Gave all of our bikes a good clean today for the first time ever. The amount of grease around the chain was amazing. Used a chain cleaning contraption but it still isn't 'as new'. The man in the shop rec. using white spirits in it which seemed to work quite well. Also rubbed a bit over some white paint work on the bike which seemed to work OK too. What a job. Any tips for bike cleaning? Is the use of white spirits OK?


----------



## jimboalee (12 Jun 2009)

Don't.


----------



## karen.488walker (12 Jun 2009)

Why?


----------



## threebikesmcginty (12 Jun 2009)

Use baby wipes!!


----------



## dodgy (12 Jun 2009)

Wipe your chain after every ride, job done.


----------



## accountantpete (12 Jun 2009)

Nay,Nay and thrice Nay - the turps leaves a sticky residue. I am a lazy sod and just squirt on WD40 to remove the muck,quick wipe and then add back a little light oil.


----------



## Joe24 (12 Jun 2009)

Wax your bike 2 times with Autoglym or whatever wax you have.
The dirt seems to just fall off/the bike doesnt get dirty.
Which means you dont have to clean the bike much.
Job done.
Thats for the bike frame itself.
For the chain, just wipe it then put more oil on, then wait, then wipe it back off.
Remember to wipe/re oil after a wet ride.


----------



## jimboalee (12 Jun 2009)

karen.488walker said:


> Why?



Turpentine, White spirit, Stoddard Solvent, whatever you call it, is a de-greaser. It disolves the grease INSIDE the chain rollers. 
You can't regrease a chain easily.

Don't use WD40 either. This will also wash the grease out.

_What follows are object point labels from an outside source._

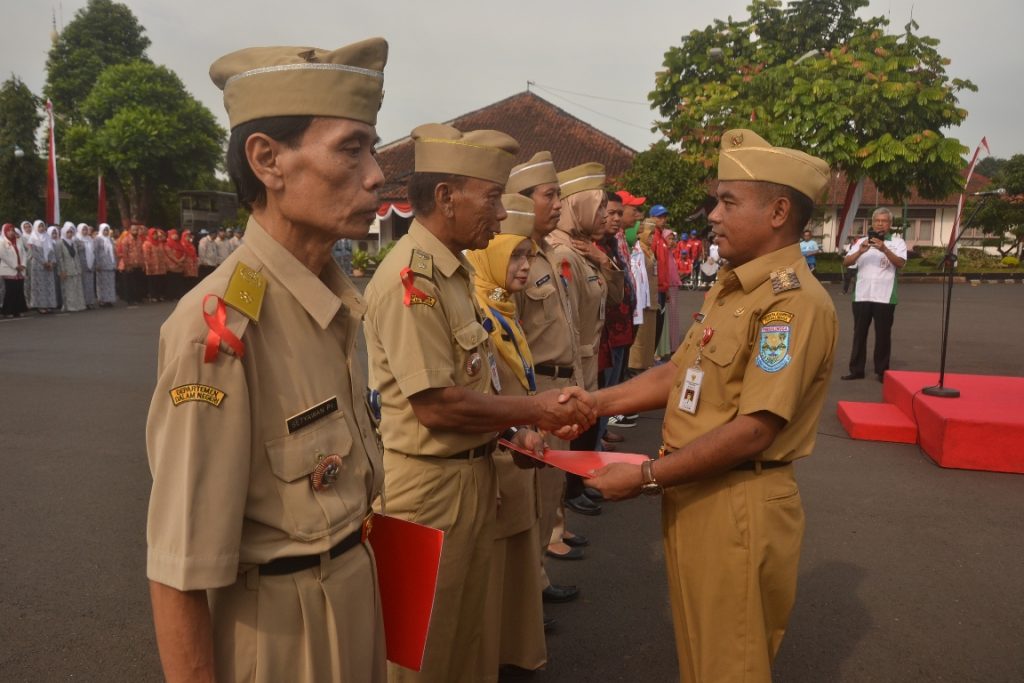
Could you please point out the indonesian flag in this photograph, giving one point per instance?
(52, 187)
(100, 201)
(960, 203)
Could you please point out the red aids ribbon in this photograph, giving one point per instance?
(219, 332)
(408, 281)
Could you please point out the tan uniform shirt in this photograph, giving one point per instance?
(435, 341)
(230, 475)
(771, 349)
(591, 291)
(546, 314)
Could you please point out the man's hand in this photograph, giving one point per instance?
(528, 440)
(616, 481)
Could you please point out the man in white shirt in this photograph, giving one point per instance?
(877, 257)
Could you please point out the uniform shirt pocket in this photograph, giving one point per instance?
(306, 514)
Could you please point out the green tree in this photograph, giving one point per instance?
(22, 176)
(102, 34)
(664, 176)
(816, 77)
(1003, 217)
(147, 135)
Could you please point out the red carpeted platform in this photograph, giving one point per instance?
(981, 430)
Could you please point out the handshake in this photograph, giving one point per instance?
(566, 413)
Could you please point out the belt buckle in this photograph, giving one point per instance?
(368, 526)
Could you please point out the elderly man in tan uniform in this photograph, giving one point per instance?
(431, 360)
(546, 314)
(594, 282)
(741, 397)
(263, 457)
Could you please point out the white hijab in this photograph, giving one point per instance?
(86, 241)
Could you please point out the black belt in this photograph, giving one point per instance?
(559, 372)
(285, 565)
(478, 452)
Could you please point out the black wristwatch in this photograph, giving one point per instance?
(649, 485)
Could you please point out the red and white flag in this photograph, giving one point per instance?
(52, 187)
(967, 183)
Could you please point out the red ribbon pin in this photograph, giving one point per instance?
(219, 332)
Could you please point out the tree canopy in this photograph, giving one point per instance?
(816, 77)
(20, 177)
(103, 33)
(146, 134)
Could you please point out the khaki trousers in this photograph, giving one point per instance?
(322, 624)
(458, 497)
(732, 550)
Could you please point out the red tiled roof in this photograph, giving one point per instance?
(536, 123)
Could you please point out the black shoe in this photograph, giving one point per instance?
(573, 554)
(578, 541)
(583, 505)
(555, 593)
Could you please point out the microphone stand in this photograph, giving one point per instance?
(949, 263)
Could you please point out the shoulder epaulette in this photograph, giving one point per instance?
(783, 280)
(245, 291)
(422, 263)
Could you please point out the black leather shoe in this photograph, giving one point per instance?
(583, 505)
(573, 554)
(556, 593)
(578, 541)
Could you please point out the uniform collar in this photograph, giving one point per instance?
(321, 297)
(444, 260)
(754, 273)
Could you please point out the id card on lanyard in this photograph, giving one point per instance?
(689, 396)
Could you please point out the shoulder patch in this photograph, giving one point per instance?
(783, 280)
(245, 291)
(775, 316)
(422, 263)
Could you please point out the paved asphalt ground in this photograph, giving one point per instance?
(909, 572)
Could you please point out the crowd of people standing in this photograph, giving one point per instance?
(80, 267)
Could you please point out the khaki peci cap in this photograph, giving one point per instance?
(538, 171)
(582, 177)
(747, 156)
(263, 82)
(487, 155)
(520, 215)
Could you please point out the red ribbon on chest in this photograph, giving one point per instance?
(219, 332)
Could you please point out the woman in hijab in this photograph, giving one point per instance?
(175, 256)
(70, 270)
(514, 616)
(87, 262)
(42, 286)
(189, 269)
(105, 264)
(12, 267)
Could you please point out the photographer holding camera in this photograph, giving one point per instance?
(877, 258)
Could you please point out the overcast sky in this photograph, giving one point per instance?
(449, 57)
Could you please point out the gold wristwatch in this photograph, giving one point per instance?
(649, 485)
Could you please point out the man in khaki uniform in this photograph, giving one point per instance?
(263, 457)
(742, 396)
(594, 282)
(431, 360)
(546, 314)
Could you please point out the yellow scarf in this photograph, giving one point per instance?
(492, 266)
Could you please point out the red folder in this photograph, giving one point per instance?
(407, 555)
(579, 462)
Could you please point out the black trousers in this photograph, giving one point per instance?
(882, 314)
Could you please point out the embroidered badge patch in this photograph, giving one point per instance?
(202, 392)
(773, 351)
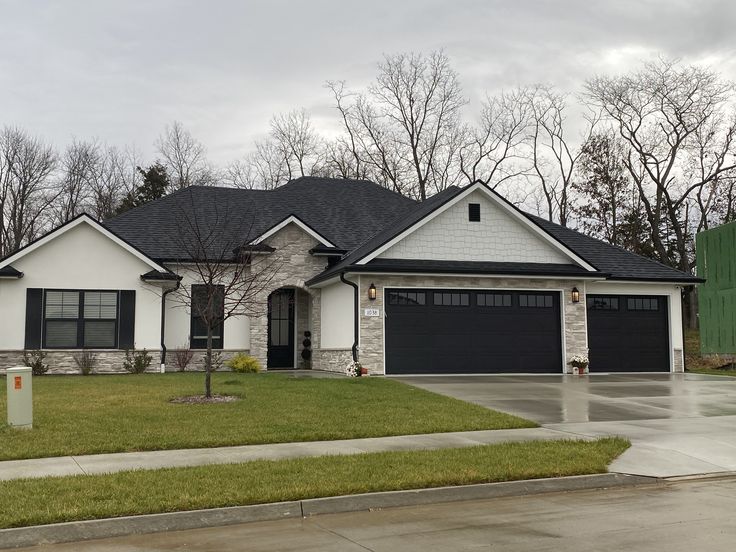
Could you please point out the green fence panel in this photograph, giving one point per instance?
(716, 261)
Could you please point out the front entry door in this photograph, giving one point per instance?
(281, 329)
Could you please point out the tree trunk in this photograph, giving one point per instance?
(691, 308)
(208, 366)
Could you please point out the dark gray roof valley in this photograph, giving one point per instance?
(355, 215)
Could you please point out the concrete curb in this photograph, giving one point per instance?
(177, 521)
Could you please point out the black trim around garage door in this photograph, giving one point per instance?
(628, 333)
(461, 331)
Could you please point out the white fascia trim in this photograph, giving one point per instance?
(292, 220)
(474, 275)
(505, 206)
(335, 279)
(83, 219)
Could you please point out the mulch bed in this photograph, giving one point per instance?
(201, 399)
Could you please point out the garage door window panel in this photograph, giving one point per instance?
(451, 299)
(536, 301)
(418, 298)
(602, 303)
(493, 299)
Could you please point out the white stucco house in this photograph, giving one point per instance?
(462, 283)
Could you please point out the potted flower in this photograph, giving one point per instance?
(579, 364)
(354, 369)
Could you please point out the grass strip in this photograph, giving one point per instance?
(50, 500)
(76, 415)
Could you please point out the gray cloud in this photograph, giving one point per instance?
(121, 70)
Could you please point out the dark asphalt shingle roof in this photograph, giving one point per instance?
(342, 211)
(615, 261)
(356, 215)
(10, 272)
(473, 267)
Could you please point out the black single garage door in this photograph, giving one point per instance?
(472, 331)
(628, 333)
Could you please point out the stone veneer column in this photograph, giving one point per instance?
(292, 247)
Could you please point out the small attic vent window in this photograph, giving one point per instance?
(474, 212)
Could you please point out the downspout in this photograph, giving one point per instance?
(163, 325)
(356, 316)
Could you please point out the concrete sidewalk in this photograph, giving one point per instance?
(110, 463)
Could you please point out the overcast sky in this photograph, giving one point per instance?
(121, 70)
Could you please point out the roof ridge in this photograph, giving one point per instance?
(603, 242)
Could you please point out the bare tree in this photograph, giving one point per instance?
(184, 157)
(679, 125)
(79, 166)
(495, 151)
(230, 274)
(115, 178)
(26, 167)
(297, 143)
(554, 157)
(405, 128)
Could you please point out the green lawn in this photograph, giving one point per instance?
(95, 414)
(38, 501)
(695, 362)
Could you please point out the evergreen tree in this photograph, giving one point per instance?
(154, 186)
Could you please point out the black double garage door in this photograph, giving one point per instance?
(460, 331)
(471, 331)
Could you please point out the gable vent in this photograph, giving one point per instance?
(474, 212)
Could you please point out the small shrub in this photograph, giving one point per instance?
(35, 361)
(244, 364)
(353, 369)
(182, 358)
(86, 362)
(138, 362)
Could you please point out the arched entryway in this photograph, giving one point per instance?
(289, 317)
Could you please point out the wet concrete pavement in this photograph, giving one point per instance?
(684, 517)
(679, 424)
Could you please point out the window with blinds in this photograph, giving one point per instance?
(80, 319)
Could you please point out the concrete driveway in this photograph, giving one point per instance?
(679, 424)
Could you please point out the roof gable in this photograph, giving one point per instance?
(292, 219)
(504, 216)
(83, 219)
(498, 236)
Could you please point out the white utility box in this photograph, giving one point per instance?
(20, 397)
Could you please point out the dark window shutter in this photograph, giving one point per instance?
(126, 333)
(34, 317)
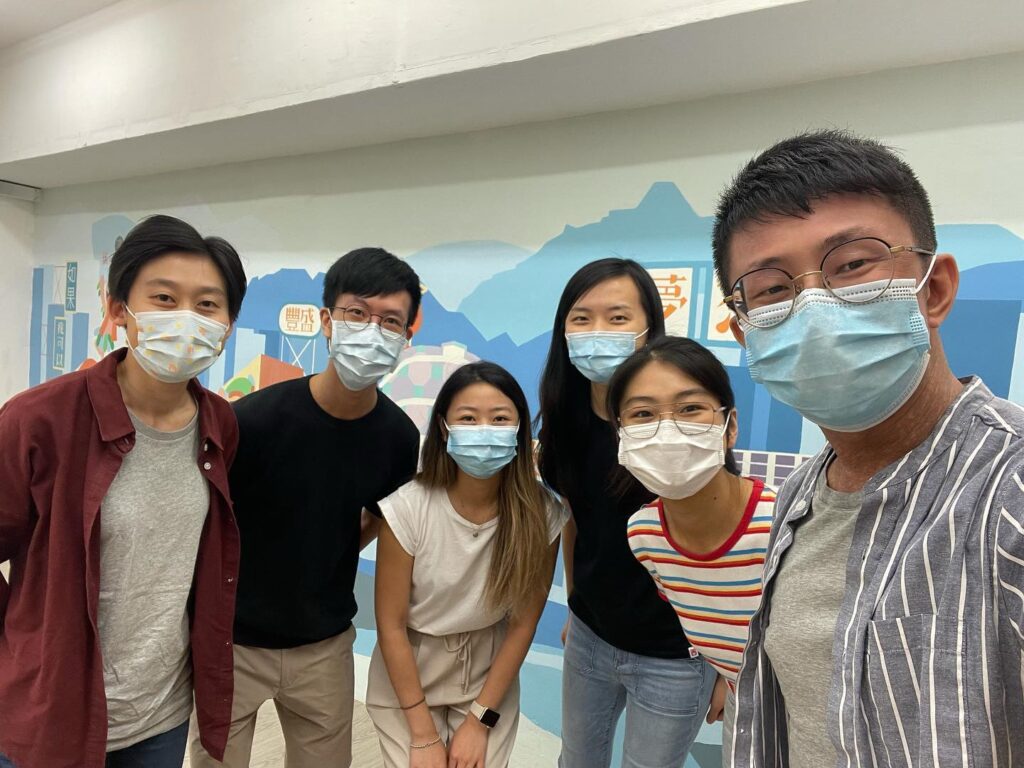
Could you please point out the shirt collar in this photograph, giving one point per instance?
(948, 429)
(112, 415)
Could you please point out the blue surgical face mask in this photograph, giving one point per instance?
(481, 451)
(363, 356)
(843, 366)
(597, 353)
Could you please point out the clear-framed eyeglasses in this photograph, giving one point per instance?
(642, 422)
(865, 261)
(357, 317)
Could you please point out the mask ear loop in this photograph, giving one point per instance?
(928, 274)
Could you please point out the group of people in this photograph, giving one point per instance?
(176, 559)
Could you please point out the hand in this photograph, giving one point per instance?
(469, 745)
(717, 709)
(431, 757)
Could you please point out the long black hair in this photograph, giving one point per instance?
(689, 357)
(565, 402)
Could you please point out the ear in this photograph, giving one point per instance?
(326, 327)
(939, 293)
(227, 335)
(117, 311)
(733, 430)
(737, 331)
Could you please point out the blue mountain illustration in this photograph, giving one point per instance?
(267, 294)
(662, 229)
(522, 360)
(974, 245)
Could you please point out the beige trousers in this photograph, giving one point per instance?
(312, 689)
(453, 671)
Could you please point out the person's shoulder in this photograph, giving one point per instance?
(645, 523)
(1004, 416)
(391, 412)
(411, 496)
(47, 401)
(270, 398)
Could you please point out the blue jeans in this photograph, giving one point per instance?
(666, 700)
(163, 751)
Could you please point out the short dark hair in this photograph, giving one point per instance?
(565, 402)
(787, 178)
(372, 271)
(160, 235)
(690, 358)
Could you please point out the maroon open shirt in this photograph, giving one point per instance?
(61, 443)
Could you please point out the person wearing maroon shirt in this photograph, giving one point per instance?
(117, 520)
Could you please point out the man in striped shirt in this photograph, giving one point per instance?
(891, 631)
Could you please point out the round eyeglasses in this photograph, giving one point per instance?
(357, 317)
(689, 418)
(765, 297)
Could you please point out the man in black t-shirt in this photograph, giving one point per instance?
(315, 455)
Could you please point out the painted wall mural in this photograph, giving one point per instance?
(496, 300)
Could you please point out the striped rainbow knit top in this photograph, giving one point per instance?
(716, 594)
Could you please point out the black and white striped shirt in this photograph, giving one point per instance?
(929, 646)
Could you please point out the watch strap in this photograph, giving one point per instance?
(487, 718)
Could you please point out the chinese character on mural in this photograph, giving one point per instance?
(299, 320)
(676, 287)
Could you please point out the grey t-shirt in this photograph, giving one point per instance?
(150, 522)
(805, 604)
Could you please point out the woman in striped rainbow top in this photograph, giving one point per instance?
(704, 539)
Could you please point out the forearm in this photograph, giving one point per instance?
(400, 664)
(508, 660)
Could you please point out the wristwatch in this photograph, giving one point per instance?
(486, 717)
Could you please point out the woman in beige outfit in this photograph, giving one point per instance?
(464, 563)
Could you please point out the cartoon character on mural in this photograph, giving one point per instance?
(495, 301)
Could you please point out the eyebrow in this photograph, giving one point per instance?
(838, 239)
(614, 308)
(679, 397)
(164, 283)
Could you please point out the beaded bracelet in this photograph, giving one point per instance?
(424, 747)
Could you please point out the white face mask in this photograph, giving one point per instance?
(176, 346)
(363, 356)
(676, 463)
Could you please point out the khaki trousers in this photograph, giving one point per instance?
(312, 688)
(453, 670)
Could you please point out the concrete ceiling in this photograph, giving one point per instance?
(774, 47)
(20, 19)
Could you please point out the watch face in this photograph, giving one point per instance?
(489, 718)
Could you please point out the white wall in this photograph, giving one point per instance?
(16, 225)
(141, 67)
(960, 125)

Joe24 uses wax on the shiney bits, but put it onthe chain too. Wipe it in with a cloth.

After that, I use furniture polish for a water resistant coating.


----------



## Dave5N (13 Jun 2009)

Jimbo, you know better than that.


----------



## montage (13 Jun 2009)

To clean a chain, have a water bottle you dont use anymore. Remove the chain. place chain in water bottle. Cover with white spirit...shake a fair few times then leave to soak while yo uclean other parts of the bike. shake it again, pour the white spirit into another water bottle (and use for next clean - lets not pour lodes of this stuff down the plughole). Replace chain....3in1 oil the chain over, wipe off the excess.

Really easy to do and really effective.


----------



## jimboalee (13 Jun 2009)

Dave5N said:


> Jimbo, you know better than that.



It's my chain. I'm taking it home. You're not playing with it...


----------



## toontra (13 Jun 2009)

montage said:


> To clean a chain, have a water bottle you dont use anymore. Remove the chain. place chain in water bottle. Cover with white spirit...shake a fair few times then leave to soak while yo uclean other parts of the bike. shake it again, pour the white spirit into another water bottle (and use for next clean - lets not pour lodes of this stuff down the plughole). Replace chain....3in1 oil the chain over, wipe off the excess.
> 
> Really easy to do and really effective.



That's what I do, although after the white spirit bath I then wash in soapy water until spotless and then leave to drip dry. Never had an issue with grease being removed from the rollers - if you oil it properly afterwards (i.e. making sure a drop of oil goes on each roller) then I can't see what the problem could be. 

As as for a sticky residue ..........  Well, maybe from genuine turps, but not from white spirit (a different thing altogether).


----------



## Bigtwin (13 Jun 2009)

What a phaff!

Wipe - GT85 - spin - wipe.

White Lightening/Finish Line wet or similar if it's raining/wet.

Repeat regularly.

Done.

I carry a little bottle of lube on really long wet rides just in case, but other than that, that's the lot.


----------



## fossyant (13 Jun 2009)

GT85..no

Just use a little bottle of something like Finish Line Pro Road Ceramic (or White Lightening WET for more 'general' use)- little drop on each roller (takes about 2 mins) - spin gears.....

To clean - old t-shirt, just wipe the chain clean, re-lube after wet rides, and off you go. No need to remove chain at all until worn.


----------